Ex-Tesco marketing boss Robin Terrell on what it takes to be non-exec director

Portfolio management is not retirement, it’s just a different way of working, former Tesco chief customer officer and full-time non-exec Robin Terrell tells Marketing Week as part of the Life Beyond Marketing series.

Robin Terrell

Robin Terrell has made portfolio management a key aspect of his 26-year career, which includes high profile roles at Amazon UK where he was vice-president and managing director from the late 1990s through to his most recent role as Tesco chief customer officer.

Accustomed to balancing portfolio commitments with corporate life since his first directorship in 2008, Terrell took on non-executive roles full time after leaving Tesco last October. His current list of projects spans homeware retailer Wilko, betting specialist William Hill, homeware ecommerce site Amara Living, home security startup Cocoon and fashion retailer Karen Millen.

Here, Terrell explains how he selects his different projects, the importance of finding a values fit and why he has no plans to slow down.

I enjoy change and variety

I have had a variety of roles over the past 18 years, starting at Amazon in the early days when it was 50 people in the UK, through to Figleaves, John Lewis, House of Fraser and latterly Tesco. Everything I’ve been involved in has had digital at its core or a key digital element to the business challenge going forward. When I look in the marketplace, I feel like there are lots of businesses struggling with that challenge.

Being a non-exec I’m able to mix my desire for variety with the fact I can work with a number of companies at the same time. I’m on the board of bigger companies such as William Hill and Wilko, and equally involved in smaller businesses like Amara and Cocoon, an early stage-tech business.

READ MORE: Life Beyond Marketing: How to master portfolio management

I always enjoyed having non-exec roles in addition to an exec role

But you’ve got to be careful that you don’t over commit as at the end of the day you have a massive centre of gravity, which is your day job. There is a lot of value to the business, and to yourself, to having broader experience, but you can’t get involved in too many things. Either it distracts from your day job or the other businesses you get involved in and you run the risk of letting them down because you’re not able to commit the time they might expect.

Leading up to leaving Tesco in October I wanted to make sure I stayed very active

I went out and talked to a lot of people about a lot of different businesses. Some of which were really interesting, some I have subsequently joined and some that looked like they would be a great opportunity, but didn’t work out. You’ve got to be prepared to get out there with an open mind and meet a lot of people.

When I went down the portfolio route, I deliberately wanted a mixture of large, medium and small businesses

Each opportunity I’ve looked at has gone through a number of filters. The first is people. One of the things I’ve decided through this new way of working is I only want to work with people I really want to work with. I want the choice to only work with great people.

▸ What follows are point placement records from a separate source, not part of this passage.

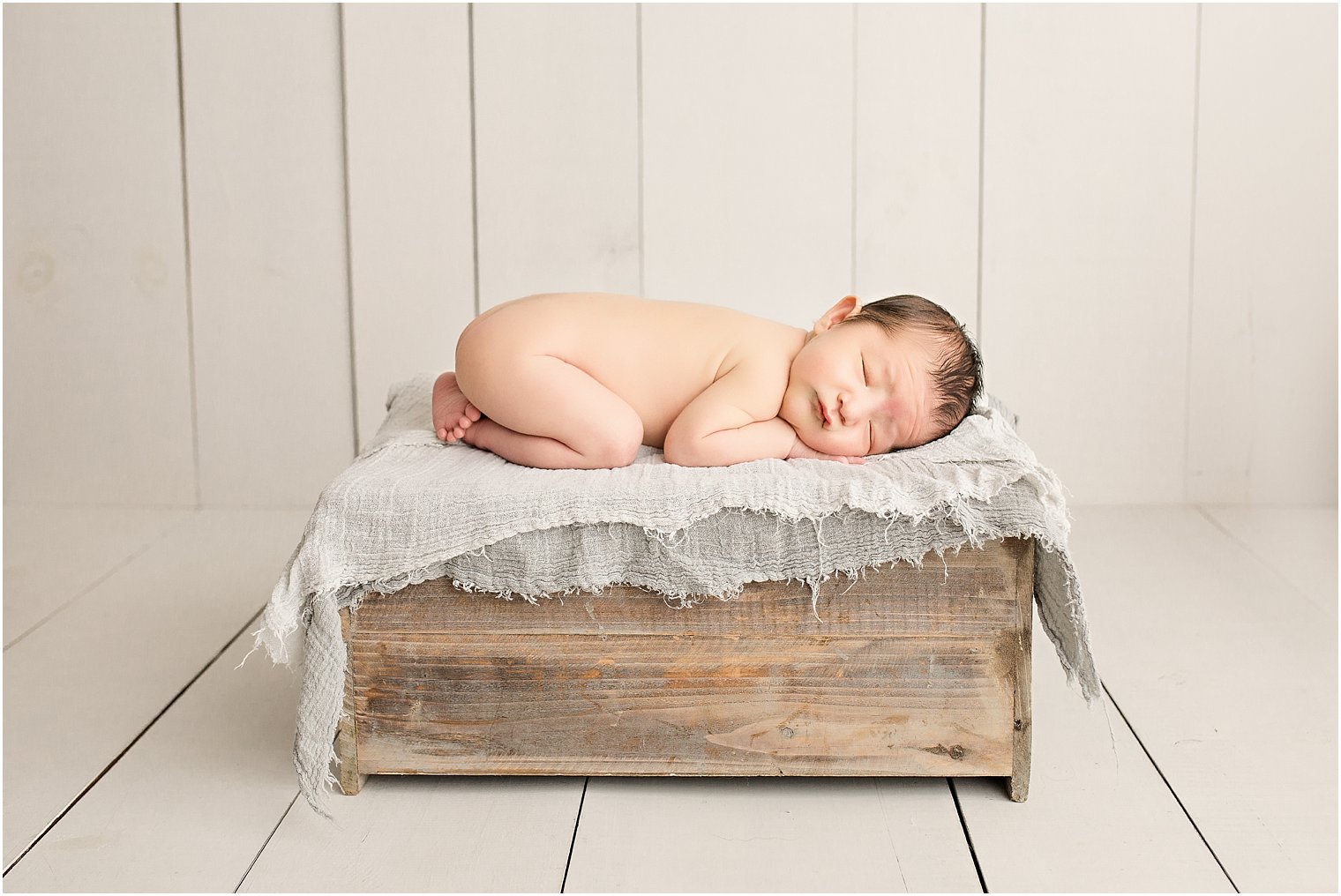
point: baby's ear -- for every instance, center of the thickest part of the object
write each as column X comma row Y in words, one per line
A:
column 846, row 308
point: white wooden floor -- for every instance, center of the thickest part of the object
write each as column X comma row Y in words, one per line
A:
column 137, row 758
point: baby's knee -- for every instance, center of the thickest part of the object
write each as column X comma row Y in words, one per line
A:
column 620, row 442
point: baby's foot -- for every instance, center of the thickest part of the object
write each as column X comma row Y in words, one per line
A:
column 453, row 414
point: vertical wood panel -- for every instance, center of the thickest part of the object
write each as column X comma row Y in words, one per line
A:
column 97, row 375
column 557, row 148
column 747, row 156
column 266, row 190
column 916, row 187
column 1263, row 383
column 408, row 133
column 1086, row 204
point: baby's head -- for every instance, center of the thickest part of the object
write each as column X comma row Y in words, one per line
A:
column 896, row 373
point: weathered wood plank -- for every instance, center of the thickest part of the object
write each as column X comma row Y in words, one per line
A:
column 1229, row 676
column 1095, row 821
column 427, row 834
column 86, row 683
column 192, row 803
column 770, row 834
column 907, row 671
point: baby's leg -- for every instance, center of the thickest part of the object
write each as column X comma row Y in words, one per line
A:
column 541, row 411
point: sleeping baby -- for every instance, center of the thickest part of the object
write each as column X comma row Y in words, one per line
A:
column 581, row 380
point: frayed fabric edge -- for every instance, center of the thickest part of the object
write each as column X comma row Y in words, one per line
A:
column 326, row 654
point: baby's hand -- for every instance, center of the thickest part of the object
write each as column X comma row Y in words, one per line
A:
column 802, row 450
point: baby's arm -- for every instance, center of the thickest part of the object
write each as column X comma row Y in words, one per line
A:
column 731, row 422
column 735, row 420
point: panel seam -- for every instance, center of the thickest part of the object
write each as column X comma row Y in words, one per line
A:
column 1191, row 265
column 348, row 234
column 185, row 232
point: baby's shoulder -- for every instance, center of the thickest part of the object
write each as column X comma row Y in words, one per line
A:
column 765, row 347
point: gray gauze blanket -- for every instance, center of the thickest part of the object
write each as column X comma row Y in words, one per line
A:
column 412, row 509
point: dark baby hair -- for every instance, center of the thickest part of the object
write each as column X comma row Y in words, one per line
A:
column 958, row 376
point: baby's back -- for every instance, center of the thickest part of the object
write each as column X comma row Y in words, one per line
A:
column 655, row 355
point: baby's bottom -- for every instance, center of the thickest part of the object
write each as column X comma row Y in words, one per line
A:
column 539, row 411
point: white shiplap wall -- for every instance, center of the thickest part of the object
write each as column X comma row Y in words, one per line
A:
column 1262, row 412
column 1132, row 206
column 1086, row 213
column 410, row 203
column 266, row 192
column 97, row 370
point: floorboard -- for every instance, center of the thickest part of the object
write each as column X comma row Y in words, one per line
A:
column 84, row 684
column 1227, row 672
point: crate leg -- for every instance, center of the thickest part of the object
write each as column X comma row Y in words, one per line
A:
column 1023, row 742
column 346, row 735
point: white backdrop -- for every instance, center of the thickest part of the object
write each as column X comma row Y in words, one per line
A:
column 228, row 229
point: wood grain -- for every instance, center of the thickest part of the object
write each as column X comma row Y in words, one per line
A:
column 908, row 671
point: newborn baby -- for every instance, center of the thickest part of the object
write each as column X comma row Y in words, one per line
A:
column 581, row 380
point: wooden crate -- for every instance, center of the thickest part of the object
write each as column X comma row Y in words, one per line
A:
column 910, row 672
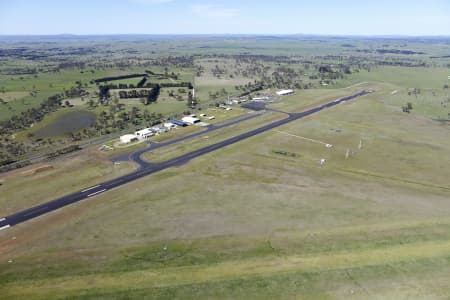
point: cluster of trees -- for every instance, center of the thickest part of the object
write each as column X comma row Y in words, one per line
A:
column 142, row 82
column 118, row 118
column 134, row 94
column 31, row 116
column 113, row 78
column 69, row 149
column 407, row 108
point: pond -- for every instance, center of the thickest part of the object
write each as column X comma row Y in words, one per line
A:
column 69, row 122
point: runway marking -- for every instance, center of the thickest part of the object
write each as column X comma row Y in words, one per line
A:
column 91, row 188
column 96, row 193
column 36, row 210
column 5, row 227
column 305, row 138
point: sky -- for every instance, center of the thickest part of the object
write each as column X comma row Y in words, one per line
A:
column 326, row 17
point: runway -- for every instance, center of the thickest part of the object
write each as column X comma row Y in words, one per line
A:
column 151, row 168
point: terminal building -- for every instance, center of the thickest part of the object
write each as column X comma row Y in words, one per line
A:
column 285, row 92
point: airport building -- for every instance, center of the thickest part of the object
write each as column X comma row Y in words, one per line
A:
column 190, row 120
column 285, row 92
column 128, row 138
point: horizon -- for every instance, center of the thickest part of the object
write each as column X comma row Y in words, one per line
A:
column 200, row 17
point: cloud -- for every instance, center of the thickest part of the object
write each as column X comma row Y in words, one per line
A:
column 213, row 11
column 151, row 1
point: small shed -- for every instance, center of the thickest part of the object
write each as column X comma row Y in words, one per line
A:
column 285, row 92
column 128, row 138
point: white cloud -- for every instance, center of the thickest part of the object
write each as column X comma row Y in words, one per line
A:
column 151, row 1
column 213, row 11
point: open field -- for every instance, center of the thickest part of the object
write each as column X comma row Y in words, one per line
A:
column 20, row 190
column 209, row 138
column 280, row 215
column 247, row 221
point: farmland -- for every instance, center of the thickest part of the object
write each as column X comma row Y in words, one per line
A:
column 262, row 218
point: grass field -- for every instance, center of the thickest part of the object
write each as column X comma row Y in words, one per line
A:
column 260, row 219
column 249, row 222
column 20, row 190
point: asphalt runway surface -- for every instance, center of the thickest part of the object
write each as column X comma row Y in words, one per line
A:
column 151, row 168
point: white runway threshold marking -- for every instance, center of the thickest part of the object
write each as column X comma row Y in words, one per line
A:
column 91, row 188
column 4, row 227
column 96, row 193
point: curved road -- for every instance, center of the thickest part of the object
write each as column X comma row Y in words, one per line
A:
column 148, row 169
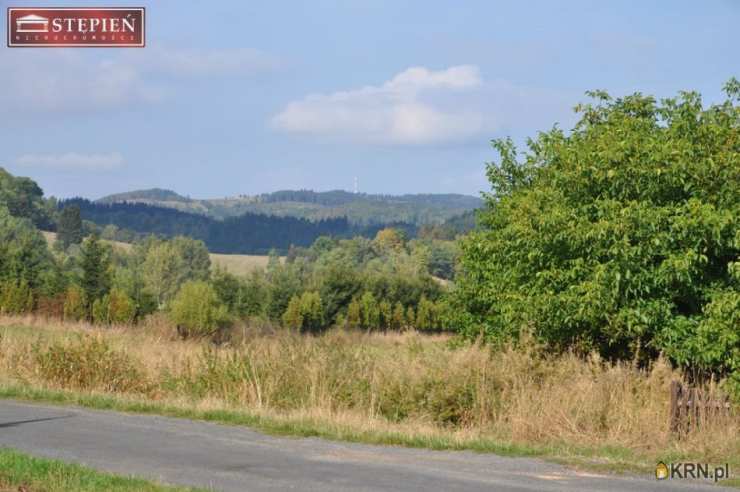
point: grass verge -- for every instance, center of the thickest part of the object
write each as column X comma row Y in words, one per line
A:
column 603, row 459
column 19, row 471
column 388, row 389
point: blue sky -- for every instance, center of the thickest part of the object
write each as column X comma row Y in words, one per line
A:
column 250, row 97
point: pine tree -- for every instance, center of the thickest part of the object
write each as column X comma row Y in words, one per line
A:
column 95, row 275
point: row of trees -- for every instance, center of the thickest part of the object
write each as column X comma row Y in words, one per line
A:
column 380, row 283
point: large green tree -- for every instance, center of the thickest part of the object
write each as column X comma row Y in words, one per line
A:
column 24, row 198
column 23, row 252
column 620, row 236
column 69, row 226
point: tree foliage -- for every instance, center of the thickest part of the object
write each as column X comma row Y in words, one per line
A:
column 621, row 236
column 197, row 310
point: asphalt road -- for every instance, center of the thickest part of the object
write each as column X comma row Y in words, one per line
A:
column 230, row 458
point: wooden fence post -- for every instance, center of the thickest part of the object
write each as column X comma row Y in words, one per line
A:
column 674, row 406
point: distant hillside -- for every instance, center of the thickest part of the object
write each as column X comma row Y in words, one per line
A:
column 153, row 194
column 249, row 233
column 360, row 209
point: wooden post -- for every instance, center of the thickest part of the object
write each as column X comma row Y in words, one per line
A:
column 674, row 406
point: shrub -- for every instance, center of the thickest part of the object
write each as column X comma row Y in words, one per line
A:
column 74, row 304
column 370, row 311
column 620, row 236
column 121, row 308
column 354, row 314
column 51, row 307
column 197, row 310
column 100, row 311
column 304, row 312
column 89, row 363
column 292, row 317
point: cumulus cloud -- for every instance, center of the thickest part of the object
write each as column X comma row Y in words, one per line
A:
column 72, row 160
column 411, row 108
column 65, row 80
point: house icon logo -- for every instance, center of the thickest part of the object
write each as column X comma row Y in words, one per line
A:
column 32, row 23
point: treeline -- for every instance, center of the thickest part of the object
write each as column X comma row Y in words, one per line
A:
column 246, row 234
column 380, row 283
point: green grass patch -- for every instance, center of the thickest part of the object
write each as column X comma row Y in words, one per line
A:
column 19, row 471
column 604, row 459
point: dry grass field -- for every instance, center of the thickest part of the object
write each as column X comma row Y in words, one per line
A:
column 399, row 388
column 236, row 264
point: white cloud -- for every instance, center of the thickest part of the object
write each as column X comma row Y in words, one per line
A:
column 72, row 160
column 408, row 109
column 77, row 81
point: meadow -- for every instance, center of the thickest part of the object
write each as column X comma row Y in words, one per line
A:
column 387, row 388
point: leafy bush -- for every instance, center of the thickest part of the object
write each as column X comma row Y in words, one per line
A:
column 16, row 298
column 304, row 312
column 74, row 304
column 621, row 236
column 197, row 310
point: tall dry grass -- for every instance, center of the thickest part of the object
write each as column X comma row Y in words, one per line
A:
column 404, row 382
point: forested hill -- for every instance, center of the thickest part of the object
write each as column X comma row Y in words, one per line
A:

I’m looking to be very busy, but with a number of concurrent businesses. So it’s just a different way of working.

Another filter is, do I believe in the opportunity? Do I believe in the people and with their help can we create a real business opportunity? The next thing, based on all of that, is how can I participate? At Cocoon, for example, they were looking for my experience of retail and direct-to-customer, as well as building customer propositions and scaling early-stage businesses.

I like to think of myself as more of a customer proposition person.

I’ve got a bit of a strange background because I’ve been a general manager at Amazon and other roles, then I ended up in Tesco with some fairly significant marketing responsibility. But I wouldn’t consider myself a traditional marketer. I would, however, say the element of customer focus and thinking about propositions – and a lot of that comes from marketers – is important. It brings an ‘outside in’ perspective, which is quite important when you’re in a non-exec capacity.

I love learning and new environments, so being a non-exec really lends itself to that

Some people get to a stage in their career where they start to slow down and might have one or two directorships, spending a couple of days a week in that environment. That’s not what I’m looking to do. I’m looking to be very busy, but with a number of concurrent businesses. So it’s just a different way of working.